Python Code Structure

  • The project consists of several Python files: requirements.txt, memory.json, config.py, prompts.py, agent.py, and search.py.
  • requirements.txt: Install the necessary libraries.
  • memory.json: Stores feedback as shown in the schematic diagram.
  • config.py: Contains API keys (not shown in the video).
  • prompts.py: Contains all the prompts for the agents.
  • agent.py: Brings everything together into the agent workflow.
  • search.py: Contains a class with methods to search the web, scrape content, and handle errors.

Running the Agent

  • The agent is executed using the execute method in the agent.py file.
  • The workflow involves running the planning agent, using the web search tool, running the integration agent, and checking the response.
  • A feedback loop is present if the information is insufficient.

Tips for Using the Agent

  • Be specific with prompts when using local models as they may not be as good at reasoning as proprietary models.
  • Manage the short-term memory effectively by saving, reading, and clearing the memory.json file.
  • Adjust the temperature parameter for the integration agent to potentially improve citation generation.

Setup for Using LLaMA

  • Download the LLaMA server and host it on your machine.
  • Download the desired models from LLaMA as per your machine’s specs.
  • Use the provided instructions in the GitHub repository readme to download models.
  • Select models in the LLaMA server configuration.

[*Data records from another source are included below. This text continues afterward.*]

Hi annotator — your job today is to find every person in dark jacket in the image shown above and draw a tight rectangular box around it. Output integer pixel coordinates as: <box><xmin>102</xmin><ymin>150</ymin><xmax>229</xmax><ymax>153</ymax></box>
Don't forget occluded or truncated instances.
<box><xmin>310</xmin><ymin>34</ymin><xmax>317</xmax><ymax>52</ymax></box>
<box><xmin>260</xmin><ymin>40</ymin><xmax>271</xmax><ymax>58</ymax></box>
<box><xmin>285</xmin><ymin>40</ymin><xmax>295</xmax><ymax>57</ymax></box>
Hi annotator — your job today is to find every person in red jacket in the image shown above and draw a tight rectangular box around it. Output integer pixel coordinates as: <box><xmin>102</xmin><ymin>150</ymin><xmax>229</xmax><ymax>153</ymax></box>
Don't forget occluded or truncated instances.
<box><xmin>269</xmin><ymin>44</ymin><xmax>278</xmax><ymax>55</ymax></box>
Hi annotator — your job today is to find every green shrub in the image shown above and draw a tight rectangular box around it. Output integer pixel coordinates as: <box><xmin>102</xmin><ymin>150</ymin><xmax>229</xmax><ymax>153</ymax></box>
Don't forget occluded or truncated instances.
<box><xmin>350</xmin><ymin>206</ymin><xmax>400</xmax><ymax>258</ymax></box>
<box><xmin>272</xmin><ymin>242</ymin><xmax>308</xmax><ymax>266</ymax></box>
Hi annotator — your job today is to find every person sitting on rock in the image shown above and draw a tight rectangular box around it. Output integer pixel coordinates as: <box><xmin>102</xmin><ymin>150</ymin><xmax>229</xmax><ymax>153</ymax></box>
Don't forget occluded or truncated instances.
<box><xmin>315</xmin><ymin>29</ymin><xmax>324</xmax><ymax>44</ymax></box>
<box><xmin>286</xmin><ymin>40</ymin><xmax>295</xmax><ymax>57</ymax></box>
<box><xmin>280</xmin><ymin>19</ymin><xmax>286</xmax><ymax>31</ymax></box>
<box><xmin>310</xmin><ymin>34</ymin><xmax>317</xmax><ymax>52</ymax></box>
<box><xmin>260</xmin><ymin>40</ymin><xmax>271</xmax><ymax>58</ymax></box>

CLI Commands for Running the Agent

python agent.py run  

Testing the Agent with Different Models

  • The agent was tested with LLaMA 3 instruct (8 billion parameters) and Code LLaMA (7 billion parameters).
  • For better performance, larger models or proprietary services like OpenAI’s models may be necessary.

Additional Observations

  • The performance of the agent is highly dependent on the model used.
  • Open source models may not perform as well as proprietary models for complex agent workflows.
  • Consider renting a GPU and setting up your own inference server for larger models.

Improvements and Future Work

  • Optimize prompts for better performance.
  • Explore more efficient ways to run larger models locally.
  • Compare open source models against OpenAI models in future tests and videos.

Final Thoughts

  • The agent’s performance is limited by the hardware and the model’s capabilities.
  • Proprietary LLM services or the largest open source models are currently needed for state-of-the-art AI agents.

(Note: The exact URLs for the GitHub repository and other resources are not provided in the transcript and should be obtained from the video description as mentioned.)